All in all, this seems like a nice implementation for lightly. I can implement it and bring it to the lightly code standards, what I would require help from lightly team is for experimentation(I do not have that much hardware to replicate the results) and I need guidance on how to write tests for this implementation. Please let me know your thought @philippmwirth @IgorSusmelj. |
Hi @Atharva-Phatak, thanks for the summary! That looks great. Augmentations should be used from torchvision whenever possible. Overall, we try to make lightly rather modular. That will make it easier to combine different architectures, training procedures, and loss functions. Btw. torchvision just added lots of new augmentations and vit models. Maybe we could build on top of it? |
We can test the whole implementation on our hardware. |
@IgorSusmelj We can adapt the code from |
Please correct me if I'm wrong but wouldn't it be enough to e.g. inherit from the torchvision MaskedAutoencoderViT(torchvision.models.VisionTransformer):
def forward(self, x: torch.Tensor, mask_ratio: float):
x = self._process_input(x)
n = x.shape[0]
# new: random masking
x, mask, ids_restore = self.random_masking(x, mask_ratio)
# Expand the class token to the full batch
batch_class_token = self.class_token.expand(n, -1, -1)

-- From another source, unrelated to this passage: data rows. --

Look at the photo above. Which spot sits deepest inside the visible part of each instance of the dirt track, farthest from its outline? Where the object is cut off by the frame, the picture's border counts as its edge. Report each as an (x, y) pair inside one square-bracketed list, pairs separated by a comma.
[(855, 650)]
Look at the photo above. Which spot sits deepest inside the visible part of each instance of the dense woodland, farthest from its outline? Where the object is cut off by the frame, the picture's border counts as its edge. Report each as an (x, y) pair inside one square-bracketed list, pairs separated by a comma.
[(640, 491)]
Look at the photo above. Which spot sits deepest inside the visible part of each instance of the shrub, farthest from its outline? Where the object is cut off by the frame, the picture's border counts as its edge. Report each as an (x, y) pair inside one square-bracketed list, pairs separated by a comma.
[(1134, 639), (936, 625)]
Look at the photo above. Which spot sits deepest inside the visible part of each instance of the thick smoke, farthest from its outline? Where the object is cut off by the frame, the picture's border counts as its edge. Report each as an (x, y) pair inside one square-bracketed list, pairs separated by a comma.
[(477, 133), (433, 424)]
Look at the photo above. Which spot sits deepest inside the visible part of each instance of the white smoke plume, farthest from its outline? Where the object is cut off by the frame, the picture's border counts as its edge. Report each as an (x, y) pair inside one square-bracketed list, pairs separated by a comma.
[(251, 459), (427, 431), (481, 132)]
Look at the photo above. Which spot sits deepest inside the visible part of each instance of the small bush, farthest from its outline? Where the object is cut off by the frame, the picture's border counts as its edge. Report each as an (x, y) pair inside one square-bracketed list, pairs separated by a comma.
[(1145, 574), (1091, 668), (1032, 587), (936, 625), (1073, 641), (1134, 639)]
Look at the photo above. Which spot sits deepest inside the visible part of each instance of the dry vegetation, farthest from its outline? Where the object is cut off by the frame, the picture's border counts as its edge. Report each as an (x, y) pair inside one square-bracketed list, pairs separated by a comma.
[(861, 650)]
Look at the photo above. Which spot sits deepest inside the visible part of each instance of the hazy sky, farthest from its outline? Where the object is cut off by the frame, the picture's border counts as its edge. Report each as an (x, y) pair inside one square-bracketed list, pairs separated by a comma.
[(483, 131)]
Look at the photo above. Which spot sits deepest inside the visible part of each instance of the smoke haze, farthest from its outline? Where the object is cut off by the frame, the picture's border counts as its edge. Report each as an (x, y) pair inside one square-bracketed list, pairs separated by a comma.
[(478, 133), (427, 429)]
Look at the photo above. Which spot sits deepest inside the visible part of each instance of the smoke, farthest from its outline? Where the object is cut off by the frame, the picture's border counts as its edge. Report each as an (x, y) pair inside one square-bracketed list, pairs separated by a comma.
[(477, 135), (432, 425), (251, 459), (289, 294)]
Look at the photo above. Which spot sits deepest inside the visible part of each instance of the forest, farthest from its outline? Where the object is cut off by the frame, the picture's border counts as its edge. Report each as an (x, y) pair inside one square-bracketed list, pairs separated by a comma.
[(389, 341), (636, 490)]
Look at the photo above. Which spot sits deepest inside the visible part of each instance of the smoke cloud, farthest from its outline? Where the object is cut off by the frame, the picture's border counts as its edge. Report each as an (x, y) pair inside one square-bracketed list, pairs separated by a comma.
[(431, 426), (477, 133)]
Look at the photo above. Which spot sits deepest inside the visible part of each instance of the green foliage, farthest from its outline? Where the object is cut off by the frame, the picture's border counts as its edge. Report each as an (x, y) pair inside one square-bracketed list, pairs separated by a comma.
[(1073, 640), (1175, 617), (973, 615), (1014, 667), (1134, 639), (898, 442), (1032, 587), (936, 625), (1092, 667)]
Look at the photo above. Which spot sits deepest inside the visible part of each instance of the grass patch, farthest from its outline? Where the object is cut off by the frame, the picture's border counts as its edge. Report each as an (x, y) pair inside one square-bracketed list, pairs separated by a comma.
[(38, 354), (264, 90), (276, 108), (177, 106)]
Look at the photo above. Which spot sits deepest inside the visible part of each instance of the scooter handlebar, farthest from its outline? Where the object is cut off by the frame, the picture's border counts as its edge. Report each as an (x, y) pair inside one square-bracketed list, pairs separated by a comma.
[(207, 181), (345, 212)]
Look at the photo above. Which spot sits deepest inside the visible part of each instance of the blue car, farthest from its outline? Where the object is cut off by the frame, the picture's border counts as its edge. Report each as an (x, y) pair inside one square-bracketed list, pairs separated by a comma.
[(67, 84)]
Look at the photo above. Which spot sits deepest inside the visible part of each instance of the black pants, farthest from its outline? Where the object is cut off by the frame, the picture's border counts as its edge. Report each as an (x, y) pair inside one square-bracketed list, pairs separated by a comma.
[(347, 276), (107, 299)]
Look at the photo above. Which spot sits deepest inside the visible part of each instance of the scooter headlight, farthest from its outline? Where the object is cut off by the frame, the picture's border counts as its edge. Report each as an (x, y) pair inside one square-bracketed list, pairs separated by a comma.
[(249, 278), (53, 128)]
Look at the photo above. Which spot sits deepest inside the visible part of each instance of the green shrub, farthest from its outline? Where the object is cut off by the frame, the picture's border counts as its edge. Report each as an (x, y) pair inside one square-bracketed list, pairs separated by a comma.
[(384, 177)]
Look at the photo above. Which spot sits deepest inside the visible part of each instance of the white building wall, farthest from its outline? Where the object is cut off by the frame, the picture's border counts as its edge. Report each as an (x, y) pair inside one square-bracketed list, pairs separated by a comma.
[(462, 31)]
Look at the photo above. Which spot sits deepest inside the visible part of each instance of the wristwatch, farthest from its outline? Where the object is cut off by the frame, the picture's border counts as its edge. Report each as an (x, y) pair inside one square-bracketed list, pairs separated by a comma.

x = torch.cat([batch_class_token, x], dim=1)
x = self.encoder(x)
# Classifier "token" as used by standard language architectures
x = x[:, 0]
x = self.heads(x)
return x, mask, ids_restore And then we could add modules for the decoder and for the loss to lightly. Sharing the architecture with torchvision has the simple advantage that exporting and importing weights is very convenient. @guarin I think you looked into this before. Anything I'm missing? |
I remember that the masking + positional encoding part was not trivial. Especially because it is needed in the encoder and the decoder. And it did not fit nicely our workflow where we always return (image, target, filename) tuples. But I am sure we can figure it out. I would also use the pytorch vit and first focus on implementing the model without any visualizations. |
@philippmwirth I agree torchvision version looks simple enough. If everyone concurs then I will study the code in torchvision and we can implement MAE accordingly. Please let me know. |
Sounds great @Atharva-Phatak! Let us know if you need support 🙂 |
I am sorry this is taking time from my end as I am busy with my final exams 😭 . I will try to create a PR ASAP. |
No worries, good luck with your exams! |
I've been doing some investigations and somehow this is the best I've come up with on how to make the torchvision ViTs work with Lightly and the MAE setup. @guarin @Atharva-Phatak @IgorSusmelj I'd love to hear your opinions. IMO it's not a very clean approach but I think it should work... If you have better ideas let me know 🙂 Possible approach for an MAE implementation (or rather how to pretrain a # initialize ViT
vit = torchvision.models.vit_b_16(pretrained=False)
# use a lightly MaskedEncoder which inherits from torchvision.models.vision_transformer.Encoder
encoder = lightly.modules.MaskedEncoder.from_encoder(vit.encoder)
# use a lightly MaskedDecoder
decoder = lightly.MaskedDecoder()
# use the loss implemented by lightly
loss = MAELoss()
# pre-training
for i in range(epochs):
for x in dataloader:
# x is a batch of images (bsz, 3, w, h)
# need to process the input (patchify & embed)
x_processed = vit._process_input(x)
# manually add the cls token
n = x_processed.shape[0]
batch_class_token = self.class_token.expand(n, -1, -1)
x _processed= torch.cat([batch_class_token, x_processed], dim=1)
# forward pass encoder
x_encoded, mask, ids_restore = encoder(x_processed)
# forward pass decoder
x_decoded = decoder(x_encoded, mask, ids_restore)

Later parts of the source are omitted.